The administration's blank check draft war resolution isn't the only security-related matter before Congress these days. The Homeland Security agency bill still languishes under a veto threat from Dubya. The new agency would sweep up huge amounts of the federal government, some of which have little or nothing to do with security per se. The veto threat comes from Dubya's demand that none of the government employees in this department should have civil service protections. He cites the need to rapidly respond to changing conditions in a security emergency, but that's at best disingenuous --- existing national security exemptions to civil service rules would almost certainly apply, and if not, the cure is broader exemptions, not ditching civil service. (And, as Max Sawicky has noted, he has yet to cashier even one major officer at the FBI or CIA for their increasingly manifest failings before Sept. 11th).

In the meantime, criminal justice scholars are noting that the Justice Department's statistics collection groups are getting thoroughly politicized. And they're doing the same thing to science panels throughout the government. Some of the Justice statistics jobs are being privatized; one of the major complaints about ex-Gov. Weld's privatization initiatives here in Massachusetts was that Weld seemed to be using it as a way to steer state boodle towards his friends, which civil service rules kept him from doing within the government.

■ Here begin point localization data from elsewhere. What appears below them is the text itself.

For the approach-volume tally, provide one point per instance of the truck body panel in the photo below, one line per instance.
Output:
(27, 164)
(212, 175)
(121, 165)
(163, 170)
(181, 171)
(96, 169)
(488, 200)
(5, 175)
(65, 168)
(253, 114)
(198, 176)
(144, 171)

Which brings us back to Homeland Security, where Dubya stands pat, threatening a veto unless Congress waives civil service rules entirely, even though they've given him just about everything else he asked for --- thus opening another battlefront in the war that this administration has been fighting hard since it entered office, the War on Accountability. How much longer does this have to drag on before it becomes obvious that for Dubya, ditching civil service rules is the point of the bill, and all that security stuff is an afterthought?

(Links via Atrios, Uncertain Principles, and others).